Consumer law to sunset
NEW YORK (AP) – Most American consumers have come to take the Fair Credit Reporting Act for granted. The law, enacted in 1970 and extensively updated in 1996, was designed to protect consumers’ credit information. It requires, for example, that consumers turned down for a loan get free access to their credit report. It gives the nation’s credit bureaus 30 days to investigate consumer challenges of data. It limits who has access to a consumers’ information and how they can use it.
Complacency over the law has given way to debate as the House and Senate – urged on by consumer groups and business lobbyists – face a Jan. 1 deadline to modify the bill.
The fights centers on provisions that will “sunset,” or expire, at year’s end if Congress doesn’t act. These provisions prevent states from imposing limits on the reporting and sharing of consumer credit information, reserving that responsibility for federal authorities.
The financial services industry wants Congress to reauthorize national standards, arguing that the FCRA as it stands has been beneficial for consumers by creating uniform national rules.

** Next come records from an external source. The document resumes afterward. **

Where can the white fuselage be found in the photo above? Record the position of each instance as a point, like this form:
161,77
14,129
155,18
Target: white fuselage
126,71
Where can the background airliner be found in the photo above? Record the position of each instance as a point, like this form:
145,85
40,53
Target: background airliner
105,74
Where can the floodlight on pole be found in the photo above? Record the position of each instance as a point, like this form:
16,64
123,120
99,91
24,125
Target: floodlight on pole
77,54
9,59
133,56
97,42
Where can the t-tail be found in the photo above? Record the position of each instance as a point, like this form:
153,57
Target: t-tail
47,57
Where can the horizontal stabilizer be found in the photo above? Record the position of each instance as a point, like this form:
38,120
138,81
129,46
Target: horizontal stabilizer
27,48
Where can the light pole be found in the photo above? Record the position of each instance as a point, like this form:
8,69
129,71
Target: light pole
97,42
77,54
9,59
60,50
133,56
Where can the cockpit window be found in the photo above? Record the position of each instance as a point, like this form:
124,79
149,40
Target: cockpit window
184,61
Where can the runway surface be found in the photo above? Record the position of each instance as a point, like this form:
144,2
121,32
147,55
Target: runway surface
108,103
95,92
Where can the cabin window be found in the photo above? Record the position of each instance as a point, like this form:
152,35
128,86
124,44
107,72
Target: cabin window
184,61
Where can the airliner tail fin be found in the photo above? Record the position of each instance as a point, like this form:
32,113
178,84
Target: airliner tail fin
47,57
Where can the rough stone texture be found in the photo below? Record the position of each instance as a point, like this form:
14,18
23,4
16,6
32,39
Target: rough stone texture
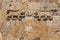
40,16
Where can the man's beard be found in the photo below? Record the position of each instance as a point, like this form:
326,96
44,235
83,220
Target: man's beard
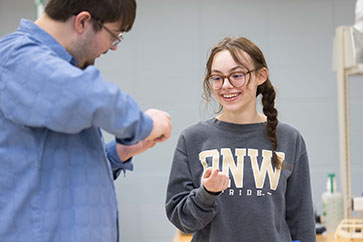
87,63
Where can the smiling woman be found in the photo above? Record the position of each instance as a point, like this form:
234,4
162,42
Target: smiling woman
241,176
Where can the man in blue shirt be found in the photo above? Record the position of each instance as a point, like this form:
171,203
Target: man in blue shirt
56,174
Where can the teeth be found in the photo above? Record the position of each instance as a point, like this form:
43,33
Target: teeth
229,95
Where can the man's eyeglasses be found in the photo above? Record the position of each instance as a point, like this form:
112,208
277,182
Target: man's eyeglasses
237,79
117,38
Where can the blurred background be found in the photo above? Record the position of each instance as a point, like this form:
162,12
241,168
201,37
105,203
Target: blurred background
161,64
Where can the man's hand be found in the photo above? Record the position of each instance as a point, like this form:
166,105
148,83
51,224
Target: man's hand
162,125
214,180
125,152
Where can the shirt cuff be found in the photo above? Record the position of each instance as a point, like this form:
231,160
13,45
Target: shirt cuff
147,127
116,164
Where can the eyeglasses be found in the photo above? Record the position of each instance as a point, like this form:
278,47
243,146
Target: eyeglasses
117,38
237,79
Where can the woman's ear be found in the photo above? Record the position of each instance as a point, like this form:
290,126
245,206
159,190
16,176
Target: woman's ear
262,75
82,21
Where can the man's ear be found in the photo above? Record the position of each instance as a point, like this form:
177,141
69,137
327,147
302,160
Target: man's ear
82,21
262,75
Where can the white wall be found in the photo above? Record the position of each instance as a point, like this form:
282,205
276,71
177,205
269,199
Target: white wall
161,64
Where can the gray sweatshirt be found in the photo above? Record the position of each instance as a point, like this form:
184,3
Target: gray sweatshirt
261,203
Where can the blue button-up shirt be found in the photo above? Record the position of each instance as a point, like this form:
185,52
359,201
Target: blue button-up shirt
56,177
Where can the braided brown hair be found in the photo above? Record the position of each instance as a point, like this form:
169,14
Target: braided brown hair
235,46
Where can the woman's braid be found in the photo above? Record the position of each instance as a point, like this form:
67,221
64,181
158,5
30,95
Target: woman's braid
268,101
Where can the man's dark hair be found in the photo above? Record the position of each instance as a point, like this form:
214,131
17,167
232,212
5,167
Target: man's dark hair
102,10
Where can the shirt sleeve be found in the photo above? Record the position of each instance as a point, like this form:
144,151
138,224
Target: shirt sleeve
299,205
188,207
40,89
116,164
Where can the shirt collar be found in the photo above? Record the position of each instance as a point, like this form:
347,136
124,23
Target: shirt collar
37,33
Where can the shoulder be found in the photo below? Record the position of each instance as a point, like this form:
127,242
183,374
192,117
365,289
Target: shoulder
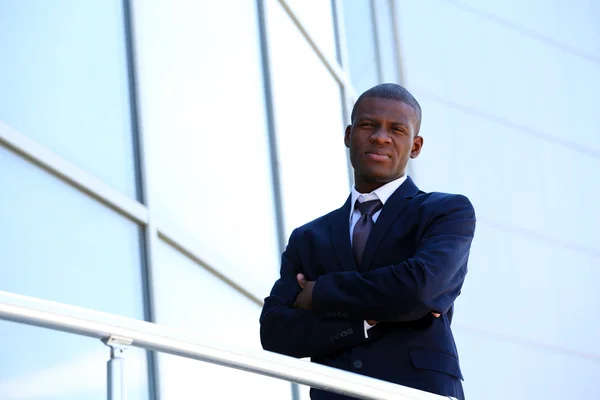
445,203
317,225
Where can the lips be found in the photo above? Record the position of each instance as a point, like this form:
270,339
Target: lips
378,155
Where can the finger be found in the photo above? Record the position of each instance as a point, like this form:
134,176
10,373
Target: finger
301,280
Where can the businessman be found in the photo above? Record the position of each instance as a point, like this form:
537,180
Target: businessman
370,287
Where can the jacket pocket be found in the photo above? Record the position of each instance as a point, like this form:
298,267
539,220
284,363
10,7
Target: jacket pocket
435,360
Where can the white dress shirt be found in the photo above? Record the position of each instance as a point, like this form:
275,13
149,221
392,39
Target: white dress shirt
383,194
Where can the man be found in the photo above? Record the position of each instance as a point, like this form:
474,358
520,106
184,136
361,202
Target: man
370,287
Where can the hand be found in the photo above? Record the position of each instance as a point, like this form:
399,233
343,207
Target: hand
304,299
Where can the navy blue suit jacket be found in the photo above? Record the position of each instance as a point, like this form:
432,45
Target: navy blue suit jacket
414,262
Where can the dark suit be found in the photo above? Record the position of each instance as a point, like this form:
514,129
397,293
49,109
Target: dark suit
415,262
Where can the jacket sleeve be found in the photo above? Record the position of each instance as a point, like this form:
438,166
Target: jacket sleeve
302,333
429,281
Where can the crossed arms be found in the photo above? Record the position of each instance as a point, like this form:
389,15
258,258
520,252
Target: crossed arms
328,315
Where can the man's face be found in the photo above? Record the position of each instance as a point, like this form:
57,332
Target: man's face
381,139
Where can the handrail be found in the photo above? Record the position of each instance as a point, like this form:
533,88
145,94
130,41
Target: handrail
150,336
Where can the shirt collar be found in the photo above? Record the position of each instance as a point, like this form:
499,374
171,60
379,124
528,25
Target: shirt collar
382,193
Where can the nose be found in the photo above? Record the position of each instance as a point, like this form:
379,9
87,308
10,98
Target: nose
380,136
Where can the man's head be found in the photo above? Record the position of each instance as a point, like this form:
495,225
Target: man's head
383,135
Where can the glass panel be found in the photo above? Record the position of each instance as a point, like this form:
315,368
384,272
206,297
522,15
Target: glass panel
360,43
188,297
203,111
387,44
40,364
497,368
317,18
312,156
61,245
63,81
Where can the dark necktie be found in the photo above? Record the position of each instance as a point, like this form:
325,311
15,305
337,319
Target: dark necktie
363,227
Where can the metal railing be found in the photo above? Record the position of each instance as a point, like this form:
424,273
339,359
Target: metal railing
120,333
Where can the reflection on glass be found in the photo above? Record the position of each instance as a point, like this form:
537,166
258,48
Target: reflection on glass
310,130
41,364
203,111
387,44
523,371
316,16
360,43
59,244
63,82
190,298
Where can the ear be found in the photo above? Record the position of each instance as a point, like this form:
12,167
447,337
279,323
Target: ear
416,147
347,136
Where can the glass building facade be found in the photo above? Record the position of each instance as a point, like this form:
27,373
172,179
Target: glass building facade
155,155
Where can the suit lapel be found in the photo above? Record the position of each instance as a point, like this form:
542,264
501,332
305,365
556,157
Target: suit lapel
389,214
340,237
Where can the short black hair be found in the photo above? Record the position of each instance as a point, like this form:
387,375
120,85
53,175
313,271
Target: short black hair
391,91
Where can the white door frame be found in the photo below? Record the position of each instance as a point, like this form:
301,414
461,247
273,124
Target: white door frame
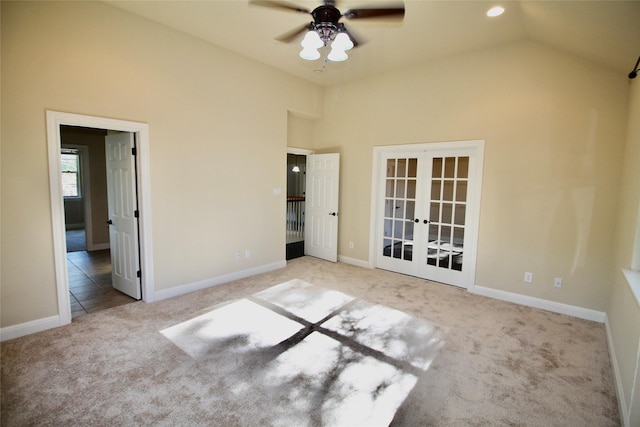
474,214
55,119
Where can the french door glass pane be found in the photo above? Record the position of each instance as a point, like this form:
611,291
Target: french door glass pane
399,208
447,212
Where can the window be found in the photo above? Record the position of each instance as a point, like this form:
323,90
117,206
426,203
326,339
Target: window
71,173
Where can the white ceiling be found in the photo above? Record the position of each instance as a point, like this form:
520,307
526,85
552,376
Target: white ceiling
606,32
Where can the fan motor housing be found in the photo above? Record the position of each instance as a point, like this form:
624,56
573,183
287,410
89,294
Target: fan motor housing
326,13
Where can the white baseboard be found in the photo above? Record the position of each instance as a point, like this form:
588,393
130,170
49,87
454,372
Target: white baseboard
38,325
218,280
556,307
622,404
354,261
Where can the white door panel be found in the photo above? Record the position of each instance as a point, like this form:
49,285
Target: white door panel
123,222
323,175
427,213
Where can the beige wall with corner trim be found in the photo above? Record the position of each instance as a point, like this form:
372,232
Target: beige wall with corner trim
218,137
623,312
554,129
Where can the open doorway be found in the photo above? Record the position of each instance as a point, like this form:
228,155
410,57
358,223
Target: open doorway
296,188
86,213
138,133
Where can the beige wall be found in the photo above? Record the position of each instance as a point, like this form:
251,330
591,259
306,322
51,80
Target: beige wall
218,137
623,311
554,127
94,141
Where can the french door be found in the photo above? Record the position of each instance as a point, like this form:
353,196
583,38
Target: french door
427,213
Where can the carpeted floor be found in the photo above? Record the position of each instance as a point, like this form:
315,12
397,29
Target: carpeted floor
315,343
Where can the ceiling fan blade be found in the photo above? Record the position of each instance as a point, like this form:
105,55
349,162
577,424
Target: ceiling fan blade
280,5
394,12
291,35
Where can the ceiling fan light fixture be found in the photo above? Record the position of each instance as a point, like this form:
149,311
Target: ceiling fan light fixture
310,53
312,40
337,55
342,42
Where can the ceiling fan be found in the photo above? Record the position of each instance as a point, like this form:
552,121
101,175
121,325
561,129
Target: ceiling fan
326,28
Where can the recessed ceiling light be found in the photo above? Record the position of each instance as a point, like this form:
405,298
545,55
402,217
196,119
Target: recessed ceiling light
495,11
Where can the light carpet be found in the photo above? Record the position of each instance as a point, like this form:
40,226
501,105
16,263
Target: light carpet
314,344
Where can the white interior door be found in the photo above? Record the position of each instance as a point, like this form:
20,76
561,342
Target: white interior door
321,228
428,213
123,221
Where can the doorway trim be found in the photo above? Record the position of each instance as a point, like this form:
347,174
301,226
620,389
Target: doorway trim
474,214
55,119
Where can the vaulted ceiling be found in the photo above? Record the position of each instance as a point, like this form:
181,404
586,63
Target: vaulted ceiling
605,32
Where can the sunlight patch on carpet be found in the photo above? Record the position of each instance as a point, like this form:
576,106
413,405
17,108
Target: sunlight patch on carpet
302,354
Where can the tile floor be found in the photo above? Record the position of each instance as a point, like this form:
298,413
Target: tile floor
90,283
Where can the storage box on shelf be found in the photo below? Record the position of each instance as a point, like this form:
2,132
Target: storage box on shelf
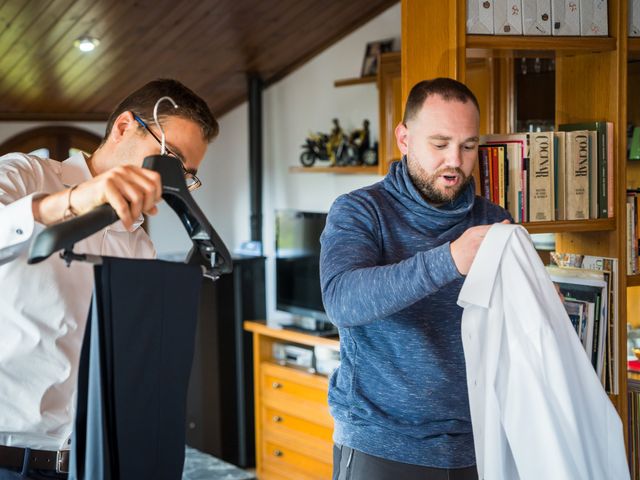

“If states enact different rules, consumers’ credit history is going to be dependent more on where they live than on their actual payment history,” argues Joe Rubin, director of Congressional affairs for the U.S. Chamber of Commerce in Washington, D.C. “If these pre-emptions fail, the system we’ve come to take for granted could be at risk.”
Consumer advocates, meanwhile, are urging Congress to give the states a role in creating credit policies in the seven areas they’re currently barred, including determining whether businesses can share a consumer’s credit information with “affiliated companies” and how long negative information can remain on a credit bureau report.
“We believe that privacy will be better protected and the accuracy of credit reports will be dramatically improved if the Congress reinstates states’ rights to enact state laws to protect consumers better,” said Ed Mierzwinski, consumer program director for the U.S. Public Interest Research Group in Washington, D.C.
He argued that states often are ahead of the federal government when it comes to consumer protection.
“States often get good ideas and pass them,” Mierzwinski said. “In our view, Congress doesn’t tend to act unless the states act first.”
The House Committee on Financial Services, chaired by Rep. Michael G. Oxley, already has begun hearings on the FCRA renewal. The Ohio Republican termed it this year’s “job No. 1.”
The Senate Banking Committee, headed by Sen. Richard Shelby, R-Ala., opens a series of informational hearings later this week.
The consumer finance industry is so concerned about the outcome that it has created a new group – the Partnership to Protect Consumer Credit – dedicated to “preserving our nationally consistent credit system.” It has set up a Web site at www.protectconsumercredit.org and launched an advertising campaign in Washington to get its points across.
Stuart Pratt, president of the Consumer Data Industry Association, a trade group for the consumer credit reporting industry and a member of the partnership, worries that failure to renew the national standards could end up increasing the cost of credit to consumers.
He noted that under the current system, adverse data such a loan delinquencies must be removed from credit reports after seven years. At least one state has proposed that delinquencies should be expunged from a consumer’s credit file as soon as they’ve been cleared up.
“Look at it from the lender’s point of view,” Pratt said. “If a future lender doesn’t know this consumer had financial problems, he’d have a harder time making a credit decision. The lender would have to spread risk differently, and that could likely lead to everyone paying more.”
The Consumer Federation of America, meanwhile, studied more than 500,000 credit files and found wide discrepancies in consumers’ credit scores. It concluded that inaccurate scores meant that millions of Americans were forced to pay more for credit, insurance and utilities – or were denied credit when they deserved it.
Mierzwinski of U.S. PIRG argues that the report underscores the need for broader reform.
“Instead of focusing on pre-emption, Congress ought to look at the flaws in the FCRA,” he said. “Let’s consider a stronger law.”